PepsiCo loses bull rating at JPMorgan with few positive surprises anticipated in 2024
PepsiCo (NASDAQ:PEP) swung lower in early trading on Tuesday after JPMorgan lowered its rating on the beverage stock to Neural from Overweight despite what it called a strong record for the company.
Analyst Andrea Teixeira and team said that they do not see anything fundamentally wrong with PepsiCo (PEP) and continue to have confidence that the company is well positioned to deliver on its 2024 outlook.
“That said, we see the magnitude of upward estimate revisions as narrowing and see better opportunity within Beverages for OW-rated KO and KDP, which we expect to have a higher quality composition of top-line growth in CY24 and also don’t have the narrative overhang,” she added.

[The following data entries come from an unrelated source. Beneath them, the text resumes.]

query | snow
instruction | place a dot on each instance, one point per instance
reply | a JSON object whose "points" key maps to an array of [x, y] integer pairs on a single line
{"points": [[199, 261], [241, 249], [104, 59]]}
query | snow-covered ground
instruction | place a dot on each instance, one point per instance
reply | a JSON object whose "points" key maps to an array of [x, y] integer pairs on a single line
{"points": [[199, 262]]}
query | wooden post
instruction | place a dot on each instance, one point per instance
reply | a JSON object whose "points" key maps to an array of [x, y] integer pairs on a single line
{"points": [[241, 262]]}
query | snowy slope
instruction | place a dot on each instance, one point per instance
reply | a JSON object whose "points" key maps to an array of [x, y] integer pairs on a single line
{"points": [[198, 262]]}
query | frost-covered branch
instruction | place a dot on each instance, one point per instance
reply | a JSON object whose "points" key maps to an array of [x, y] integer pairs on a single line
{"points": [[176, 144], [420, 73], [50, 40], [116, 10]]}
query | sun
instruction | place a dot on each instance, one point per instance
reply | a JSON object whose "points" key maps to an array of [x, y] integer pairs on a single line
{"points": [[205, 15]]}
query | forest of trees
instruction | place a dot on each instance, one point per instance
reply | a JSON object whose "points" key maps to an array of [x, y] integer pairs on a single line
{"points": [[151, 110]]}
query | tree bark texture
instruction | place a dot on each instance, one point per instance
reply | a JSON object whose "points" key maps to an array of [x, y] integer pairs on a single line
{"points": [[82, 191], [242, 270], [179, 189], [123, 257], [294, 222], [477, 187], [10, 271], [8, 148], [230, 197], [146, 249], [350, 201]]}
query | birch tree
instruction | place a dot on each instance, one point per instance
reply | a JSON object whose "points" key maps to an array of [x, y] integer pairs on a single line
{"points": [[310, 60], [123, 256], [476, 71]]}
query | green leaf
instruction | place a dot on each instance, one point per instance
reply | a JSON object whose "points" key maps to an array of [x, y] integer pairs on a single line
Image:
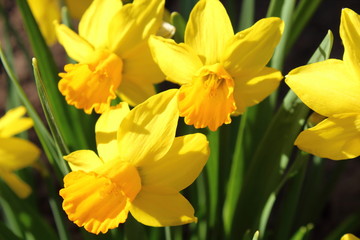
{"points": [[247, 13], [271, 157], [302, 233], [49, 114], [179, 23], [32, 225], [6, 233], [71, 122]]}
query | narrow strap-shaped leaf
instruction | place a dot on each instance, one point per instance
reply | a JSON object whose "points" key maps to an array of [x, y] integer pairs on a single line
{"points": [[272, 155], [30, 222], [44, 136], [246, 18], [71, 122], [49, 114]]}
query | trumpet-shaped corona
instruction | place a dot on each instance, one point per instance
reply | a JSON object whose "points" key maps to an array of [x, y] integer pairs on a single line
{"points": [[332, 89], [93, 81], [220, 73], [140, 168], [111, 48]]}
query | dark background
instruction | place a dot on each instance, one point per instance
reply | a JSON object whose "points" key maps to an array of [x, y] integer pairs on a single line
{"points": [[345, 198]]}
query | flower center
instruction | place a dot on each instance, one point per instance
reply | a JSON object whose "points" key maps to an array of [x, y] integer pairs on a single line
{"points": [[213, 77], [208, 101], [92, 84]]}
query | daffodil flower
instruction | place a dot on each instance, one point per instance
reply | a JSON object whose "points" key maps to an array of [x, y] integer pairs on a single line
{"points": [[349, 236], [46, 11], [220, 73], [140, 168], [15, 153], [113, 54], [332, 89]]}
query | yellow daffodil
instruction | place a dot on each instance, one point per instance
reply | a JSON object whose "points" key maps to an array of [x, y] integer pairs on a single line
{"points": [[332, 89], [46, 11], [220, 73], [15, 153], [140, 168], [349, 236], [113, 54]]}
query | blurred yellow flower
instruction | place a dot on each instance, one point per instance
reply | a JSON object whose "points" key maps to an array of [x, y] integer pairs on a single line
{"points": [[15, 153], [220, 73], [113, 54], [332, 89], [140, 167], [349, 236], [46, 11]]}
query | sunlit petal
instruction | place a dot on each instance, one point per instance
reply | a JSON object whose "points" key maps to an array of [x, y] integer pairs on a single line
{"points": [[148, 131], [17, 153], [77, 8], [13, 122], [251, 91], [180, 166], [337, 137], [106, 130], [92, 84], [85, 160], [187, 62], [251, 49], [94, 24], [326, 87]]}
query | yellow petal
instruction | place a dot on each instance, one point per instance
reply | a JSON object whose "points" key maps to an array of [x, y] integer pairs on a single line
{"points": [[94, 24], [13, 122], [77, 8], [17, 153], [349, 236], [137, 86], [180, 166], [140, 58], [208, 30], [45, 12], [135, 23], [251, 49], [166, 52], [208, 101], [336, 137], [251, 91], [106, 130], [134, 92], [18, 186], [92, 84], [84, 160], [98, 206], [158, 207], [326, 87], [350, 35], [76, 47], [148, 131]]}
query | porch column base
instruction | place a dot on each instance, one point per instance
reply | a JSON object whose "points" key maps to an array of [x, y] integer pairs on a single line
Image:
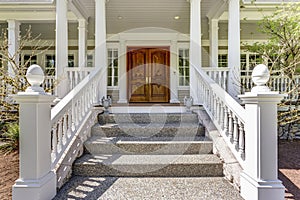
{"points": [[174, 101], [261, 190], [44, 188], [122, 101]]}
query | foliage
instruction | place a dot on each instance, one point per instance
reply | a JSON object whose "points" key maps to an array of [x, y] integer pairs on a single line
{"points": [[282, 50], [10, 137], [12, 72]]}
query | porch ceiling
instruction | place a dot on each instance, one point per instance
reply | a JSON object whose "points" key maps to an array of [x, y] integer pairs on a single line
{"points": [[123, 15]]}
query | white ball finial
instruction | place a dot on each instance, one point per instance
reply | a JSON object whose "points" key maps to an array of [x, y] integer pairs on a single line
{"points": [[260, 76], [35, 77]]}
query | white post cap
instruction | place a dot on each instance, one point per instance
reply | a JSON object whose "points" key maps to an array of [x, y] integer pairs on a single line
{"points": [[35, 77], [260, 76]]}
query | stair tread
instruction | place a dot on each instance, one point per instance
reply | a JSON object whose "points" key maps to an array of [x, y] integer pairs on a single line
{"points": [[147, 140], [119, 159], [147, 125]]}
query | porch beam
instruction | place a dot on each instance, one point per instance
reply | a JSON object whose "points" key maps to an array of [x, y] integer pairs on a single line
{"points": [[234, 48], [78, 9], [13, 43], [195, 46], [61, 47], [214, 42], [100, 44]]}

Teixeira and team noted that PepsiCo (PEP) management extraordinarily already promised to deliver at the high-end its algorithm in 2024 leaving limited room for positive surprises. It was also noted that PepsiCo’s (PEP) absolute earnings performance has been impacted by the stronger dollar over the past several years similar to other large-cap multinationals.
JPMorgan lowered its December 2024 price target on PepsiCo (PEP) to $176 from $185. The new PT is based on a 20X multiple to the 2025 P/E estimate.
Shares of PepsiCo (PEP) dipped 0.62% in premarket trading to $167.86 vs. the 52-week range of $155.83 to $196.88.